Fri | Apr 19, 2024
COVER STORY

Alliance mandate

Sagicor to grow bank, cross-sell insurance via bigger AFSL MoneyGram network

Published:Thursday | April 14, 2022 | 12:09 AMHuntley Medley - Associate Business Editor
CEO of Alliance Financial Services Limited Omar Brown.
CEO of Alliance Financial Services Limited Omar Brown.

Sagicor Group Jamaica chose Omar Brown to head up the remittance and cambio business it acquired last month to anchor what appears to be a new expansion strategy. The growth plan will see Sagicor Bank utilising Alliance Financial Services Limited’s...

Sagicor Group Jamaica chose Omar Brown to head up the remittance and cambio business it acquired last month to anchor what appears to be a new expansion strategy.

The growth plan will see Sagicor Bank utilising Alliance Financial Services Limited’s, ASFL, 110 remittance service subagents to significantly increase the bank’s footprint across Jamaica, while creating more locations for selling insurance and investment products.

At the same time, Brown, as Alliance Financial’s new CEO, has a mandate to double the subagency network within the next two years, and ramp up the flow of foreign exchange handled by the financial services group.

“As you increase the subagents network, what you would expect to see is an increase in our market share in the remittance space. What that means is that as we increase the market share, we increase our access to foreign exchange, providing more foreign currency not only for AFSL, but for the wider Sagicor Group,” he said in an interview with the Financial Gleaner this week.

In the area of remittances, Sagicor will be going up against the GraceKennedy Group, which, as the exclusive agent for Western Union, is seen as the market leader for money transfers.

Alliance Financial, up to the suspension of its remittance and cambio licences last December, had been the primary dealer in Jamaica for global remittance service provider, MoneyGram.

Brown said Sagicor and MoneyGram have renewed the primary-dealer relationship since the acquisition and inked a new five-year deal on April 1, the day Alliance Financial restarted business under Sagicor’s ownership and Brown’s leadership and a week after the Bank of Jamaica had reissued its remittance and cambio licences.

“We plan to grow the MoneyGram business and increase market share for Sagicor Group and for MoneyGram. That will increase our ability to earn foreign exchange and fees from MoneyGram,” Brown said.

In late 2020, Alliance Financial reported that it controlled about 8.4 per cent of the remittance business in Jamaica, accounting at the time for about 30 per cent of all MoneyGram inbound transactions. For the full year 2021, BOJ reported total remittance inflows of US$3.5 billion, with remittance companies accounting for US$3 billion of that amount.

In December 2020, too, AFSL said it also handled approximately seven per cent of the near $4 billion in cambio transactions across the market from January to June 2020.

“The potential of the remittance business that is one of the main reasons Sagicor saw this as a good acquisition for the group. We plan to significantly increase the MoneyGram subagents network. Hopefully, within a year or two we could get to 100 per cent increase,” Brown disclosed.

With the planned growth in subagencies, many of which are supermarkets, wholesale outlets and pharmacies, Sagicor intends to increase its presence and cross-sell its banking, insurance and investment products at these locations.

“For Sagicor Group, that is where the true value comes in over time. Persons are looking for convenience. You are out and about and you look across and you see the Sagicor sign and you can conduct your banking, insurance and investment business there,” Brown said.

The AFSL CEO pointed out that the growth in remittance is expected to channel greater foreign currency flows into the cambio side of the business.
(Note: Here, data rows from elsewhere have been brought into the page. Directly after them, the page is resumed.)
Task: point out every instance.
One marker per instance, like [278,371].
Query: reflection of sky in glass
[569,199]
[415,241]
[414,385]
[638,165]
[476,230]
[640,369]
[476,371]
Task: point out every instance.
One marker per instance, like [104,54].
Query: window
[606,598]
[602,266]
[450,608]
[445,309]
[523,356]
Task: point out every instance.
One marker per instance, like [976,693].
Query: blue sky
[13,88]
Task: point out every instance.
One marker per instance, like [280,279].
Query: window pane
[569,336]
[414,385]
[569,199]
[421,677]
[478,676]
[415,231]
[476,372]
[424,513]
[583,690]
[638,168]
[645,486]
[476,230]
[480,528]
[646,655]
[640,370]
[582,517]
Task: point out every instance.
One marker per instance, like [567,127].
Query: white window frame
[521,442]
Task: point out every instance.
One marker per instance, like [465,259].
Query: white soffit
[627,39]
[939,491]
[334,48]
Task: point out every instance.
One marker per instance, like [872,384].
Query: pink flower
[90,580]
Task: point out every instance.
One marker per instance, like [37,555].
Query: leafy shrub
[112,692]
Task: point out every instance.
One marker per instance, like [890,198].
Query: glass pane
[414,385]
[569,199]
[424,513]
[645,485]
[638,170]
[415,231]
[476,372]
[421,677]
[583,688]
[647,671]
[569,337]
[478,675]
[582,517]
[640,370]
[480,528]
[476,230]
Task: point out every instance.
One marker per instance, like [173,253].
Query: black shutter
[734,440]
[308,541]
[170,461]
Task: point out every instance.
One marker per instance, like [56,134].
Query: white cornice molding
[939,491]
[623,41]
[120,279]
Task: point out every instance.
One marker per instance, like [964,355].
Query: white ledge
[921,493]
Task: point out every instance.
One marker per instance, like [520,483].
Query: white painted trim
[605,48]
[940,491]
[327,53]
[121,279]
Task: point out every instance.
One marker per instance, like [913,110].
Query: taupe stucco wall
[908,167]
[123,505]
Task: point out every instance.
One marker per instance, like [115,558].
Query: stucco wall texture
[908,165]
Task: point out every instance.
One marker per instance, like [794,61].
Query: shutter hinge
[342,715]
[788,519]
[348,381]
Alliance Financial’s third business line, prepaid cards powered by a relationship with MasterCard, has been integrated into the existing card business of Sagicor Bank.

“We didn’t see it as being efficient to be operating two separate card businesses,” Brown said.

The Alliance prepaid card is expected to continue as a Sagicor-branded product, but Brown pointed out that discussions are still ongoing about details of the card integration and the exact nature of the new or refreshed products that will emerge. Part of the planning under way involves an application that is being made to the central bank, for Sagicor to be admitted to the BOJ regulatory sandbox for fintech start-ups, through which AFSL has launched and operated its card business.

The relationship with MasterCard is also said to be still intact, with talks under way between the global card service provider and Sagicor Bank.

No price has yet been made public for Sagicor’s purchase of Alliance Financial, the major shareholders of which are businessmen Robert and Peter Chin. The last valuation of AFSL during its aborted IPO was about $9.5 billion.

Last December, the Chins were charged as principals of Alliance Investment Management Limited and Alliance Finance Limited, following allegations that the companies had breached the Bank of Jamaica Act, the Banking Services Act and the Proceeds of Crime Act.